On August 28, 2006, the FDA approved safety labeling changes for the use of carvedilol in diabetic patients.

In general, -adrenergic blockers can mask some manifestations of hypoglycemia, particularly tachycardia; nonselective -blockers such as carvedilol can also potentiate insulin-induced hypoglycemia and delay recovery of serum glucose levels. The FDA advises that patients subject to spontaneous hypoglycemia and diabetics receiving insulin/oral hypoglycemic drugs be warned of these possibilities.

According to previously existing statements in the drug's labeling, which have not changed under the current revisions, in diabetic patients with congestive heart failure, carvedilol therapy is linked to a risk of worsening hyperglycemia, which responds to increased hypoglycemic therapy. Monitoring of blood glucose levels is therefore advised on initiation, adjustment, or discontinuation of carvedilol therapy in diabetic patients.

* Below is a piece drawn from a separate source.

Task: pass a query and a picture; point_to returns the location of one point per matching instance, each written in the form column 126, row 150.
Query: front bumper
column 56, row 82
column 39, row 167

The FDA notes that no studies have been conducted to determine the effects of carvedilol on glycemic control in diabetic patients with heart failure. However, a trial of carvedilol added to an angiotensin-converting-enzyme (ACE) inhibitor or angiotensin-receptor blocker (ARB) in patients with mild to moderate hypertension and well-controlled type 2 diabetes (the GEMINI study) showed that the drug had no adverse effects on glycemic control, as evaluated by changes from baseline HbA1_c at five months (0.02%; 95% CI -0.06 to 0.10; p>0.05).

On August 28, 2006, the FDA approved safety labeling revisions for amiodarone HCl to warn of the risk for potentially fatal hyperthyroidism-related thyrotoxicosis and/or arrhythmia associated with its use.

Amiodarone inhibits peripheral conversion of thyroxine (T4) to triiodothyronine (T3) and may cause increased T4 levels, decreased T3 levels, and increased levels of inactive reverse T3 (rT3) in clinically euthyroid patients; it is also a potential source of large amounts of inorganic iodine. Because of iodine release or perhaps for other reasons, amiodarone can cause either hypothyroidism or hyperthyroidism.

Thyroid function should be monitored before treatment and periodically thereafter, particularly in elderly patients and in those with a history of thyroid nodules, goiter, or other thyroid dysfunction. Because of the slow elimination of amiodarone and its metabolites, high plasma iodide levels, altered thyroid function, and abnormal thyroid-function tests can persist for several weeks or months after discontinuation of therapy.

Although hyperthyroidism occurs in approximately 2% of amiodarone-treated patients, its incidence is increased among those with prior inadequate dietary iodine intake. Amiodarone-induced hyperthyroidism can lead to thyrotoxicosis and/or arrhythmia breakthrough or aggravation, all of which can be fatal. The FDA advises that hyperthyroidism be considered if any new signs of arrhythmia appear during treatment.

The condition is best identified by relevant signs and symptoms, which are usually accompanied by abnormal increases in serum T3 radioimmunoassay, further elevations of serum T4, and subnormal serum thyroid-stimulating-hormone (TSH) levels. In equivocal cases, a flat TSH response to thyrotropin-releasing hormone may be used as a confirmatory test. Because of the risk for arrhythmia breakthroughs, aggressive medical treatment is indicated, and amiodarone dosing should be reduced or discontinued if possible. The FDA notes that the action of antithyroid agents may be delayed due to substantial amounts of preformed hormones stored in the gland.

Surgical management may be an option in patients who fail to respond to aggressive treatment of amiodarone-induced thyrotoxicosis or who are unable to discontinue use of the drug. The FDA notes that because experience with thyroidectomy for this indication is limited and could induce thyroid storm, careful surgical and anesthetic planning is warranted.